David Germain Associated Press

Considering the risks Amelia Earhart took, losing her life in the call of aviation, Hilary Swank and director Mira Nair don’t put much on the line in their film biography “Amelia.”

Swank and Nair play it safe to the point of benumbing this woman’s life, leaving Earhart as remote and muted as she is in the black-and-white photos and news footage included at the film’s end.

We get the facts of Earhart’s pioneering achievements, her marriage to her promoter (Richard Gere), her fling with a fellow pilot (Ewan McGregor). And we get pretty pictures of airplanes in flight.

But this dowdy movie rarely embodies Earhart’s passions, whether for flying or for the men in her life. Swank’s Earhart repeatedly tells people how she has to fly or die. Yet when she’s in the air, she’s as stiff and closed-off as a passenger stuck in a middle coach seat on a trans-Atlantic flight.

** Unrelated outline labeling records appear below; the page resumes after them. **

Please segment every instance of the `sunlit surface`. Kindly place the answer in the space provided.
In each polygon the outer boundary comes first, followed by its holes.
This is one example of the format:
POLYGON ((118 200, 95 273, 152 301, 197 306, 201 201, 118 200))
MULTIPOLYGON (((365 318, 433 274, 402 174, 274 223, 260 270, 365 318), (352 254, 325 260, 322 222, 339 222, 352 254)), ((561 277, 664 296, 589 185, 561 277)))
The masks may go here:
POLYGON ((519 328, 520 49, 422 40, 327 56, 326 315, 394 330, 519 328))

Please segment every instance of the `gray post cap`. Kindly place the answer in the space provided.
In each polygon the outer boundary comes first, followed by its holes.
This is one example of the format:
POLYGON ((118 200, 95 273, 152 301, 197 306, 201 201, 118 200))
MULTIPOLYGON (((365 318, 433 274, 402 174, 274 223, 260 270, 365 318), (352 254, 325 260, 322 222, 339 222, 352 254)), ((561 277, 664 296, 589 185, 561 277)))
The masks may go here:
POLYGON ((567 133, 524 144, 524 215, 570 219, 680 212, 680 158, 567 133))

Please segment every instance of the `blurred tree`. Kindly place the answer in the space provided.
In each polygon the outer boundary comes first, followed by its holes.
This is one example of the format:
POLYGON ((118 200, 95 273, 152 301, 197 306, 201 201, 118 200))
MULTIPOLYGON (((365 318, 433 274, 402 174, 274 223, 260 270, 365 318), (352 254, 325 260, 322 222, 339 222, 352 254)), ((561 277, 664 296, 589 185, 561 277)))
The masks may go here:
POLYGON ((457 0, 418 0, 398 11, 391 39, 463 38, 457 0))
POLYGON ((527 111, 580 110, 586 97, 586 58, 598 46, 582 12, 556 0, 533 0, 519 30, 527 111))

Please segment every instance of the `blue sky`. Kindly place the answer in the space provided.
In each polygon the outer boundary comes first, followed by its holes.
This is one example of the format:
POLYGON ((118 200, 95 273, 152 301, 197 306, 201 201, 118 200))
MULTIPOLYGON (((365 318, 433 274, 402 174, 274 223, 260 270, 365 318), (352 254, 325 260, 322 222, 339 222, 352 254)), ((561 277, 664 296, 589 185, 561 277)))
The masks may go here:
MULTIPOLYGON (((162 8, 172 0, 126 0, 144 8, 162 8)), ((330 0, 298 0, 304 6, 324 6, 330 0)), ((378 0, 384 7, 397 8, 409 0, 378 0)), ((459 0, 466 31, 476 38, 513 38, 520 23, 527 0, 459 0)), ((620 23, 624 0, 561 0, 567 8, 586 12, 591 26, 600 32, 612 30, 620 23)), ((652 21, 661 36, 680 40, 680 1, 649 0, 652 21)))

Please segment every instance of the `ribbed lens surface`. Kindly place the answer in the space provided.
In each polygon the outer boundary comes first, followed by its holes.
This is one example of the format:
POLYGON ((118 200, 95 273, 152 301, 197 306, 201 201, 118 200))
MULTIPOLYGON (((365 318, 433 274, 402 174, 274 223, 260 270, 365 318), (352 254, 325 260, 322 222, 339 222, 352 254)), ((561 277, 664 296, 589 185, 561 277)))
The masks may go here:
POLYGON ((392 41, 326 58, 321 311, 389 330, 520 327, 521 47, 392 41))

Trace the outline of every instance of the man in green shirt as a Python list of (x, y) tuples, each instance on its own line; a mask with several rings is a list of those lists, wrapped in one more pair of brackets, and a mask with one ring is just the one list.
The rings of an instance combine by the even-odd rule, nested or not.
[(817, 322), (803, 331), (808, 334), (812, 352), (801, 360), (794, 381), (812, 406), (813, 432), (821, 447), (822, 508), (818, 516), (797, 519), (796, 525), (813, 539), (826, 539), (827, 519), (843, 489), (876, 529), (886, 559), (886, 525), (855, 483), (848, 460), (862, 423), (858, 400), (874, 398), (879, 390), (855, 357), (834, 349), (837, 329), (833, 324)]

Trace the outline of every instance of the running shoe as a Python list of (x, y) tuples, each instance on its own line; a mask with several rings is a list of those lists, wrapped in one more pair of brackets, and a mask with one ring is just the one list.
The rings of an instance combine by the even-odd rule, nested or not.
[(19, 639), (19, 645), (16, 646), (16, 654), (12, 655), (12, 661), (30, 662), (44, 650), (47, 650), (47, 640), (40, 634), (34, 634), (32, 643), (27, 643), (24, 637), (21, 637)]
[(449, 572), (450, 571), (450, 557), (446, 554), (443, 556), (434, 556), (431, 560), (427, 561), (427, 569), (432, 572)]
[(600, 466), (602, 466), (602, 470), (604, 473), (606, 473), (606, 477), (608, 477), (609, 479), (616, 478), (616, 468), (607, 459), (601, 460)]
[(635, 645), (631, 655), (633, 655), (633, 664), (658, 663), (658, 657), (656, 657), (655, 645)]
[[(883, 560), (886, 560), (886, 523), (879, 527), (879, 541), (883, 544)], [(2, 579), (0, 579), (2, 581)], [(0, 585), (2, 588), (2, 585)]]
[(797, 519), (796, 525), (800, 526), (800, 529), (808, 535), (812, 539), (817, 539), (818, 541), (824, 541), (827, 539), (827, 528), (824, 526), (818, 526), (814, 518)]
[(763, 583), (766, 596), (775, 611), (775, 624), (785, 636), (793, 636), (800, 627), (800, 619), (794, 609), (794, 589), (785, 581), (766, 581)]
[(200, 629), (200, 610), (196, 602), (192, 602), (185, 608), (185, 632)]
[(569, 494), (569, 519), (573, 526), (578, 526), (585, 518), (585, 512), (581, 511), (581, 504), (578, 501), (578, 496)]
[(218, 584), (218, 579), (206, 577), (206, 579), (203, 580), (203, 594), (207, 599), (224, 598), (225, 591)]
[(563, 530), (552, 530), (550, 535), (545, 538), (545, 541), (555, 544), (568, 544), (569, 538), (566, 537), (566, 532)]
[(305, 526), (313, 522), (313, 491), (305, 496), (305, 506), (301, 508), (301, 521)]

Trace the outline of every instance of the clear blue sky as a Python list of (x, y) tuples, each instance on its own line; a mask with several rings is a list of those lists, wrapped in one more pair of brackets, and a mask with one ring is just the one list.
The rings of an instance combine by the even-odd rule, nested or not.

In stumbling, choppy fashion, the movie intercuts between Earhart’s doomed last flight around the world in 1937 and the achievements leading up to it over the previous decade – her Atlantic and Pacific crossings, her mentoring of female flyers, her efforts to establish regional passenger shuttle service.

Lovely aerial images, lush landscapes and rich sets and costumes are the film’s lone strengths. In almost every other regard, “Amelia” veers off course.

A sturdy supporting cast includes Christopher Eccleston, as the navigator who disappeared with Earhart on her final flight over the Pacific, and Cherry Jones, who briefly enlivens the film as Eleanor Roosevelt on a night flight with Earhart.

Then there’s Swank, whose perplexing career has ranged from Oscar-winning performances (“Boys Don’t Cry,” “Million Dollar Baby”) to limp followups (“The Core,” “The Affair of the Necklace,” “Freedom Writers,” “P.S. I Love You”).

As Earhart, Swank exposes what could be her prime limitation: She doesn’t have much range. She can tear up the screen in raw street drama such as her two Oscar winners, but she’s miserably out of her skin as the stately Earhart – drab, distant, utterly uninvolving, despite the striking physical resemblance she manages to bear.